Packed in a wine bottle and wrapped in labels designed by artist Mirza Noor Ahmad and printed by Bolton Press of the Parsees of Bombay (Mumbai), it had a prosperous 40-year run, travelling as far as Afghanistan, until the call of Partition.
“God’s carotid burst open on the new border between India and Pakistan and a million people died of hatred. Neighbours turned on each other as though they’d never known each other, never been to each other’s weddings, never sung each other’s songs. The walled city broke open. Old families fled (Muslim). New ones arrived (Hindu) and settled around the city walls. Rooh Afza had a serious setback, but soon recovered and opened a branch in Pakistan. A quarter of a century later, after the holocaust in East Pakistan, it opened another branch in the brand-new country of Bangladesh,” writes Arundhati Roy in her 2017 book, The Ministry of Utmost Happiness.
The resurrection of Indo-Pak Hamdard(ee)
Stories of separation during the partition had become commonplace. Abdul Majeed’s family was no exception.
Although his 14-year-old son Abdul Hameed had taken over the business after Majeed passed away in 1922, and carried it to newer heights, the partition left behind a gaping hole, in the family as well as the company. Like thousands, the family was ripped apart, and Abdul and Said were separated.

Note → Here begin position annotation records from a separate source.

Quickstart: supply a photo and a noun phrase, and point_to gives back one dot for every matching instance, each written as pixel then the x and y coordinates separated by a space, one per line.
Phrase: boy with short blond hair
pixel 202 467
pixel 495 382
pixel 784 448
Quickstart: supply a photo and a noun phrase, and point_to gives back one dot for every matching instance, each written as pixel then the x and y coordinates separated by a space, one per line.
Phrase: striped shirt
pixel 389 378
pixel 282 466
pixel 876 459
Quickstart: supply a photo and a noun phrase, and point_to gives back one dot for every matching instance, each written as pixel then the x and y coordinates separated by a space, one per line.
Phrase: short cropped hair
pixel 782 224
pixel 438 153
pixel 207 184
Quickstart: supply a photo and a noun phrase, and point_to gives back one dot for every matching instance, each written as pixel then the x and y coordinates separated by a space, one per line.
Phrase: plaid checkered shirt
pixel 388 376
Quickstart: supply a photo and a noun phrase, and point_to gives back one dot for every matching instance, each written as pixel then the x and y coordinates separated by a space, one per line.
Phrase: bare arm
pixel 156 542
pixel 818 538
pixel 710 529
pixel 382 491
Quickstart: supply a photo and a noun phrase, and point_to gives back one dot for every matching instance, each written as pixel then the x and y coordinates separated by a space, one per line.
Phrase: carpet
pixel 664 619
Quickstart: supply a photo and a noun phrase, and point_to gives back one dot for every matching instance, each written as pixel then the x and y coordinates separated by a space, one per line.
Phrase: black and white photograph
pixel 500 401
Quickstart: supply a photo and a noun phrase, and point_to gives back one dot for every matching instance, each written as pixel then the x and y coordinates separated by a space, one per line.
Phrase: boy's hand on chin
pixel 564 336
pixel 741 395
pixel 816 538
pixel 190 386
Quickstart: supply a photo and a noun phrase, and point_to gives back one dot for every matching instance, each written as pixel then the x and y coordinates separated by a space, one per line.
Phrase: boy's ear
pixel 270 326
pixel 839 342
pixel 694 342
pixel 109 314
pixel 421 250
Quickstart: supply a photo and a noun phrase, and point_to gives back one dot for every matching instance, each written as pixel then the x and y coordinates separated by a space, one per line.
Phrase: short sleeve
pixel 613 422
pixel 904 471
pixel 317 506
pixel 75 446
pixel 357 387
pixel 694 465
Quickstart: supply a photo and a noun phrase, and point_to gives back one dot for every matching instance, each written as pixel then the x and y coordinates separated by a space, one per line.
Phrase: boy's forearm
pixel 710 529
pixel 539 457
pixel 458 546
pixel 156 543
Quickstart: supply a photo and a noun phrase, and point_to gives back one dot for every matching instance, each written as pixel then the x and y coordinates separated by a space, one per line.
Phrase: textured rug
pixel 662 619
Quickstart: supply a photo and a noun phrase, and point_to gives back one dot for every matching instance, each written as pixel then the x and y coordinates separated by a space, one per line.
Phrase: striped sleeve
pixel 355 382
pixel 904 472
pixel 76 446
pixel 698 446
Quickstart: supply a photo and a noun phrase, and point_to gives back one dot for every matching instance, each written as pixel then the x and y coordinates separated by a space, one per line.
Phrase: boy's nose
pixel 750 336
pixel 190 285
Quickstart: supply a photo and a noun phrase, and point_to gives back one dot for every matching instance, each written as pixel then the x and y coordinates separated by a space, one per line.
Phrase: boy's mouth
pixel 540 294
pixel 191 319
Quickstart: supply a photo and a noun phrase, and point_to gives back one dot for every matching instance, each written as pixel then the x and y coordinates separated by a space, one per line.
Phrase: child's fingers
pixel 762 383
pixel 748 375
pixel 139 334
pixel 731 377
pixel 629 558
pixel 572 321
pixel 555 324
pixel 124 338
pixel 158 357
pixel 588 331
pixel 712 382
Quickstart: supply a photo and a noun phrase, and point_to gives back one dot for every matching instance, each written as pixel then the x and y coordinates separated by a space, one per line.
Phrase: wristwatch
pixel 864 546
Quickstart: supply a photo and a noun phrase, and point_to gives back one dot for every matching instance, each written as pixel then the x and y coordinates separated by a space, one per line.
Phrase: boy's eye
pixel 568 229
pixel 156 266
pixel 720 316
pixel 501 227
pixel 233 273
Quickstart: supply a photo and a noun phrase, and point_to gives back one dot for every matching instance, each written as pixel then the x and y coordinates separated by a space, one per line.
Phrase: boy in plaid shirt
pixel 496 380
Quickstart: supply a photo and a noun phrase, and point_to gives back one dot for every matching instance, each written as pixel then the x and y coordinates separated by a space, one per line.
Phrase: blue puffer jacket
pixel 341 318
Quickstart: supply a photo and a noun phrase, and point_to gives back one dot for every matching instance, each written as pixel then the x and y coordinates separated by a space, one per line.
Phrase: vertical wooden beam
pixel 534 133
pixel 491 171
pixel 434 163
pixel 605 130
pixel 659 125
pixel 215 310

Said, leaving behind the manufacturing plant and office to the workers in Bangladesh, went to Pakistan to pick up the pieces and restart the company from scratch. A local pharmaceutical-turned-refreshment company had evolved into a national welfare organisation called the Waqf by 1953. It is presently manufacturing under the name of Hamdard (Waqf) Laboratories in Pakistan, India and Bangladesh.
Rooh Afza has witnessed wars, the ‘bloody birth of three new countries’ and even been challenged by foreign beverage companies as well as other homegrown alternatives.
— Kavita Datta (@kavitadatta_) May 8, 2019
Yet, to this day, the memory of the sweet ruby tonic of goodness lingers on, as many associate it with the month of Ramadan.
“It has become a tradition. Grandmothers and mothers prefer to serve Rooh Afza during Ramadan, not just because of its refreshing qualities but also because it is a natural drink. Years of trust and childhood memories are intertwined with this rosy drink which is far more valuable,” shares Saiqua Sultan, a colleague at The Better India, capturing the true essence of the ruby refreshment of nostalgia!